The performance of the finished product is detected in Table 1, and the detection method refers to the related standard cited in GB18173.2-2014 "high molecular waterproof Material 2 nd part waterstop", and the difference is that the test temperatures of part of the performances are different. As can be seen from Table 1, compared with the rubber water stop of the comparative example, the high-temperature resistant rubber water stop of the invention can still maintain higher mechanical properties at high temperature, the tensile strength is more than 16MPa, and the elongation at break is more than 460%; after hot air aging (120 ℃ multiplied by 168 hours), the retention rates of tensile strength and elongation at break are respectively maintained to be above 95% and 90%, which shows that the high-temperature-resistant rubber water stop belt for the high-geothermal environment can be suitable for the high-geothermal environment.

Table 1 results of Performance test of rubber Water stops obtained in examples and comparative examples

The foregoing is merely a preferred embodiment of the present invention and is not intended to limit the present invention in any way.

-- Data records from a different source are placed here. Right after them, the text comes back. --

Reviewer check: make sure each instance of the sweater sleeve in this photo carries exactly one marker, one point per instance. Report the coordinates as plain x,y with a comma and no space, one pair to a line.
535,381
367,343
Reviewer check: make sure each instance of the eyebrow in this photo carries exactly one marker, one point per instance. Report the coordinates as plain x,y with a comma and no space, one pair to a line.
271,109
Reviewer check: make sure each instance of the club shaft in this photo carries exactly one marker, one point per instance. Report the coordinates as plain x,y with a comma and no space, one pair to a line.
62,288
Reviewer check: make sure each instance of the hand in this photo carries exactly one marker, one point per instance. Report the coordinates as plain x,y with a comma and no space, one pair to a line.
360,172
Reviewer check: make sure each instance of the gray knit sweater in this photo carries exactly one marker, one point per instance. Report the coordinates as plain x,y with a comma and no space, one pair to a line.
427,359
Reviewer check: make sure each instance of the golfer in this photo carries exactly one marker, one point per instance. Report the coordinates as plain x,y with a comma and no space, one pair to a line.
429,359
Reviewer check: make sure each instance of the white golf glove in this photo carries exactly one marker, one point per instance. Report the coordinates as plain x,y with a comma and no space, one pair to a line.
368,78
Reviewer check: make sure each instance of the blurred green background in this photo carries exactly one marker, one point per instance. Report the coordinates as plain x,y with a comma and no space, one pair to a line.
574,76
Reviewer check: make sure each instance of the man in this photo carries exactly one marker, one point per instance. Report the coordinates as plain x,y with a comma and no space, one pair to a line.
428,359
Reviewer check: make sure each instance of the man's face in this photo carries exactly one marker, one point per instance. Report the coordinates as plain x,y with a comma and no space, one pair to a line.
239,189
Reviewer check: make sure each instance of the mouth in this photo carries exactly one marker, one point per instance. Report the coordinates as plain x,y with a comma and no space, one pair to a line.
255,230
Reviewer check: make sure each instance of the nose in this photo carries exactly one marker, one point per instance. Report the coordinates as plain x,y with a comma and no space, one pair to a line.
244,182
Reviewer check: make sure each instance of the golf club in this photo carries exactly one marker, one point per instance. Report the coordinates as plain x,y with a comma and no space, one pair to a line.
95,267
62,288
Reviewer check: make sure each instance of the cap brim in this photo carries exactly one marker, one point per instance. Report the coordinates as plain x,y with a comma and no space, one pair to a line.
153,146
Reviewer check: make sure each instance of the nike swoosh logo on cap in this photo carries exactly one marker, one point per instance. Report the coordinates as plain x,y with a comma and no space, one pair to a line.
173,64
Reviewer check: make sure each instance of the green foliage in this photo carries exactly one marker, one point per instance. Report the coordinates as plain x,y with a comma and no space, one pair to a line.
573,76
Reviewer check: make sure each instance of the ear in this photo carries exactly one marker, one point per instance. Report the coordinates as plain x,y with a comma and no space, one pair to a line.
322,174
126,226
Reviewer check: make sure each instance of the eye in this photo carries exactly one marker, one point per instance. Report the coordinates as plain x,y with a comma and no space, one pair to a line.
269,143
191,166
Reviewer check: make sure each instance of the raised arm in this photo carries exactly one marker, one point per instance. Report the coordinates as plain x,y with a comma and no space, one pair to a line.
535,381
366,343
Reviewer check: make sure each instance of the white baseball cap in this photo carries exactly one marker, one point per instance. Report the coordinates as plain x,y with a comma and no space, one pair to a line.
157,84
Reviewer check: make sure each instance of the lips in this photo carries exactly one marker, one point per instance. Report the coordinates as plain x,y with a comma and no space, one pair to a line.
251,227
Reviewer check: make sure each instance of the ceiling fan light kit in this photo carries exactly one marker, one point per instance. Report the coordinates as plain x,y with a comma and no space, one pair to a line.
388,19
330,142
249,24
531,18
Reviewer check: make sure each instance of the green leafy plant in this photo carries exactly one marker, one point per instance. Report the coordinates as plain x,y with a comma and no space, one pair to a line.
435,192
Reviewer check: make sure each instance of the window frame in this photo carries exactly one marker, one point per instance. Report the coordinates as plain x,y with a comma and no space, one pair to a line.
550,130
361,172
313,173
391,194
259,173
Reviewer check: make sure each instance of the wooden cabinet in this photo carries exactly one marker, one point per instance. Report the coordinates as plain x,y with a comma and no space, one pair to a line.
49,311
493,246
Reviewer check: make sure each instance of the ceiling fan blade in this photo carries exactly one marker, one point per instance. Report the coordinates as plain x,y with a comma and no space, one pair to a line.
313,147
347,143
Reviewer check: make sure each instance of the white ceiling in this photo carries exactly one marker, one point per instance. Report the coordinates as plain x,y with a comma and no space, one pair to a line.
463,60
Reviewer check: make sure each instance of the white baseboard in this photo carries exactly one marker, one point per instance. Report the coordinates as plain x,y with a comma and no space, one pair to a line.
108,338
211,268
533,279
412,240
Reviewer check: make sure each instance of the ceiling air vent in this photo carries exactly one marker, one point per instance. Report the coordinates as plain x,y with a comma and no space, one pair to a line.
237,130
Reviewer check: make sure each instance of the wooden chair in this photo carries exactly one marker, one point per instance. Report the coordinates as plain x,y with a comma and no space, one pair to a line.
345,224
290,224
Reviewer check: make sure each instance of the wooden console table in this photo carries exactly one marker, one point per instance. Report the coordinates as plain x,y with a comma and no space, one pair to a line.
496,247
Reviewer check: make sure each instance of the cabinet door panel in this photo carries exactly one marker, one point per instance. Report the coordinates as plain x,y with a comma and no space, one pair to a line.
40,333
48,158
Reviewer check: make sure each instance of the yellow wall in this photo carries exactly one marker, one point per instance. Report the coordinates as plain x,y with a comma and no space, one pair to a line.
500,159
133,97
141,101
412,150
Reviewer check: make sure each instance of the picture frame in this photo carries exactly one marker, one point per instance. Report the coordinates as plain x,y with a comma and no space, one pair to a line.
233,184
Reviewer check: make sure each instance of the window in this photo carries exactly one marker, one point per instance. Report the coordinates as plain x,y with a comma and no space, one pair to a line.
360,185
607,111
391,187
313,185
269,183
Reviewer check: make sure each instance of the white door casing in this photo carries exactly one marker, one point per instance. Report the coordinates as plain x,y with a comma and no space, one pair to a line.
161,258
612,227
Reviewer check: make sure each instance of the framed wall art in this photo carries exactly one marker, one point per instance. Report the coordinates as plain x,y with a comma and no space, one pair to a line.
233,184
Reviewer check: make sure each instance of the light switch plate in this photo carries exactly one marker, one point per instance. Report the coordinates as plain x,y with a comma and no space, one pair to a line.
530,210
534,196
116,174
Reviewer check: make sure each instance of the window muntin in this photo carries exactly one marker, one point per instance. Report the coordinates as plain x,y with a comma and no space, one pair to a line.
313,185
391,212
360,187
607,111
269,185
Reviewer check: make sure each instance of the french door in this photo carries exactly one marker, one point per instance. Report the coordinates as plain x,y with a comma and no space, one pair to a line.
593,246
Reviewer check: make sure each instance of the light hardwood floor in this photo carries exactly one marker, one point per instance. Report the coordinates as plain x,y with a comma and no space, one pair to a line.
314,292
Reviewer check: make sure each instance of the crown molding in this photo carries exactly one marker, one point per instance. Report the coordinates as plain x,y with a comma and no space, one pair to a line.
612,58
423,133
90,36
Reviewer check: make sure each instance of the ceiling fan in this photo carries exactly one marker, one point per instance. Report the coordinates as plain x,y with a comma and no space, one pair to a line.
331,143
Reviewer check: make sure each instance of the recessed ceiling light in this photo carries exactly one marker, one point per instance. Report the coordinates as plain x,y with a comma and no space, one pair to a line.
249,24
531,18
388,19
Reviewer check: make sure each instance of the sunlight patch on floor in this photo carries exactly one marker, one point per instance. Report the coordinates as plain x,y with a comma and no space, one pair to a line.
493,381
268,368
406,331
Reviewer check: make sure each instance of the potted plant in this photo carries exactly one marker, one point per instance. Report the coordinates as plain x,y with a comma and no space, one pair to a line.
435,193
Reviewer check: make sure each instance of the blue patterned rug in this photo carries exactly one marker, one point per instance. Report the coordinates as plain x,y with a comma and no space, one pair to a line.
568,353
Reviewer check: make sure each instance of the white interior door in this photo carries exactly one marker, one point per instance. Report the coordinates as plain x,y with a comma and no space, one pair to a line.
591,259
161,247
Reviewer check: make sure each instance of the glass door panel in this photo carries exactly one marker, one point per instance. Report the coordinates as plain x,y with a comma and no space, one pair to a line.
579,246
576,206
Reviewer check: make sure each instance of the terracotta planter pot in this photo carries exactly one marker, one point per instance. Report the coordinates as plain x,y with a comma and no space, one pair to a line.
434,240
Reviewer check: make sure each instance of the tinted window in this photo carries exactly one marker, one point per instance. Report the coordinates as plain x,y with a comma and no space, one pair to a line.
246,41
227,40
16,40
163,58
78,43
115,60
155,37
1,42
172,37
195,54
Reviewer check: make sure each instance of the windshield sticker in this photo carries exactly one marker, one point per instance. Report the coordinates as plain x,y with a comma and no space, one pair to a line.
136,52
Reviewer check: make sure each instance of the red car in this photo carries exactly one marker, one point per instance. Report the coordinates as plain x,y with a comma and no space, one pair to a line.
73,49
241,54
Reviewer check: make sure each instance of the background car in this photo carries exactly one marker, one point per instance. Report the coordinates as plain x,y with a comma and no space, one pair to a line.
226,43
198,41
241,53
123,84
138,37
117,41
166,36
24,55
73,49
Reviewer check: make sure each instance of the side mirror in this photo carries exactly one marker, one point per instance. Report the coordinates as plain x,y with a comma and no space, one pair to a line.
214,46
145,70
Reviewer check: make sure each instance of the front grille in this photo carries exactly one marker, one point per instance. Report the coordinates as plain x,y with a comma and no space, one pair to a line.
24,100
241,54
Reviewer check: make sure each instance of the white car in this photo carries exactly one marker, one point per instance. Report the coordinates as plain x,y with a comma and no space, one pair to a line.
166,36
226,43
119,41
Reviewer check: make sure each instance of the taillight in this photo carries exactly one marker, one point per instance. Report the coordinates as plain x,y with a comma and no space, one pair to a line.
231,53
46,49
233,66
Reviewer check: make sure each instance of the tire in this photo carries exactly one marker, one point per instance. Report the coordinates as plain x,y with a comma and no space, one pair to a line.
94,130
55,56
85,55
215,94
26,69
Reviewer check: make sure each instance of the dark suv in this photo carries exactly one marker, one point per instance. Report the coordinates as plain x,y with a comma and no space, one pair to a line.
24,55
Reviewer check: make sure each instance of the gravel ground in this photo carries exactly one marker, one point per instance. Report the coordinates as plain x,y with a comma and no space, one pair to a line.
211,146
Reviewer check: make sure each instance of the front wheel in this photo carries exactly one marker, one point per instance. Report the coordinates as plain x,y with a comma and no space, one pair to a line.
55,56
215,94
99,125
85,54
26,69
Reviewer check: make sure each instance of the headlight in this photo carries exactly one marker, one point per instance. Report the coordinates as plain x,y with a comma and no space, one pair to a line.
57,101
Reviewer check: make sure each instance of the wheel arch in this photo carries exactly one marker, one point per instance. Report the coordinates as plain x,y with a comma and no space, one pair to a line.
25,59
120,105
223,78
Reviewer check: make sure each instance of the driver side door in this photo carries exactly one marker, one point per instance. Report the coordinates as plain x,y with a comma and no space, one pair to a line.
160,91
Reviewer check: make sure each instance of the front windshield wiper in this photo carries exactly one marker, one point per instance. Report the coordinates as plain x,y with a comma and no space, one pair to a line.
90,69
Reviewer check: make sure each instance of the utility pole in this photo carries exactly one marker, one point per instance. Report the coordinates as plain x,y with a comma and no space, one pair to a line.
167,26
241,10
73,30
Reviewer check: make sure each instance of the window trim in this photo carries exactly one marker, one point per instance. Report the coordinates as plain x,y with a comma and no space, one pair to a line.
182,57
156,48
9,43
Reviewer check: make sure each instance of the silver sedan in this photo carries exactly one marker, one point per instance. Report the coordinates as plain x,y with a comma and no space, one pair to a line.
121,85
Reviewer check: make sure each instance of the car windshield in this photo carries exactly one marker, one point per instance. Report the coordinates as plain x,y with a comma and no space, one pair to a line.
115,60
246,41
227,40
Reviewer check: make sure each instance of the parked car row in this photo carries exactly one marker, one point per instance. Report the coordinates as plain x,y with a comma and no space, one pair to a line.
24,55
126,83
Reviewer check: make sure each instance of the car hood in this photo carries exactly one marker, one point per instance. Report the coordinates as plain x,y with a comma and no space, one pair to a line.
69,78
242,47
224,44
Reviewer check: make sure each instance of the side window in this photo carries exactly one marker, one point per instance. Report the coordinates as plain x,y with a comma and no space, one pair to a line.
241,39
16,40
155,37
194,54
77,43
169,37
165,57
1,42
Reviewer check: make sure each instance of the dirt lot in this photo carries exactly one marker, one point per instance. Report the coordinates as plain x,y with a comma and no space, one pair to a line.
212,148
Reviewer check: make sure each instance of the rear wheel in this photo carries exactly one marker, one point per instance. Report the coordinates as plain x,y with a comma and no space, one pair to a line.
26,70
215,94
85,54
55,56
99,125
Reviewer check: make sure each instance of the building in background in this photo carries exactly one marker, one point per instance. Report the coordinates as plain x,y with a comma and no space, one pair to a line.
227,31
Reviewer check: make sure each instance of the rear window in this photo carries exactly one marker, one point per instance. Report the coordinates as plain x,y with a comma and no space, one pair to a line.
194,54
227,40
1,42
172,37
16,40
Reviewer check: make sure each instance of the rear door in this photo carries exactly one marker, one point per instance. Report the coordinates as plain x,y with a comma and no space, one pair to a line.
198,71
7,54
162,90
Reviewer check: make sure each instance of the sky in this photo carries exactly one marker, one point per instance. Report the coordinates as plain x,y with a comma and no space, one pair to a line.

It should be noted that modifications and adaptations to the present invention may occur to one skilled in the art without departing from the principles of the present invention and are intended to be comprehended within the scope of the present invention.

Claims (3)

1. The high-temperature-resistant rubber water stop belt is characterized by being prepared from the following components in parts by weight: 58 parts of polyisobutylene, 42 parts of ethylene propylene rubber, 6 parts of zinc oxide, 3 parts of stearic acid, 1.5 parts of an anti-aging agent, 330 parts of carbon black N, 550 parts of carbon black N, 22 parts of modified sepiolite, 14 parts of nano magnesium oxide, 9 parts of activated carbon fiber, 8 parts of plasticizer, 2-3 parts of vulcanizing agent and 2 parts of trimethylolpropane triacrylate, wherein the viscosity average molecular weight of the polyisobutylene is 55 ten thousand, the plasticizer is tricresyl phosphate, the anti-aging agent is an anti-aging agent MB, the modified sepiolite is obtained by modifying the silane coupling agent, the coupling agent is 2wt% of the sepiolite, the purity of the modified sepiolite is not less than 97wt%, and the particle size distribution is 20-300 nm; the vulcanizing agent is 2, 5-dimethyl-2, 5-bis (tert-butylperoxy) hexane.

2. The method for preparing the high temperature resistant rubber water stop belt as claimed in claim 1, comprising the steps of:

firstly mixing polyisobutylene, a plasticizer and ethylene propylene rubber to obtain a first mixed rubber;

carrying out second mixing on the first mixed rubber, zinc oxide, stearic acid, an anti-aging agent, carbon black, modified sepiolite, nano magnesium oxide and active carbon fibers to obtain a second mixed rubber;

carrying out open mixing on the second rubber compound, and then carrying out third mixing on the second rubber compound, a vulcanizing agent and trimethylolpropane triacrylate to obtain a third rubber compound;

and vulcanizing and molding the third rubber compound to obtain the high-temperature-resistant rubber water stop belt.

3. The use of the high temperature resistant rubber water stop of claim 1 or the high temperature resistant rubber water stop prepared by the preparation method of claim 2 in a high geothermal environment, wherein the temperature of the high geothermal environment is greater than 60 ℃.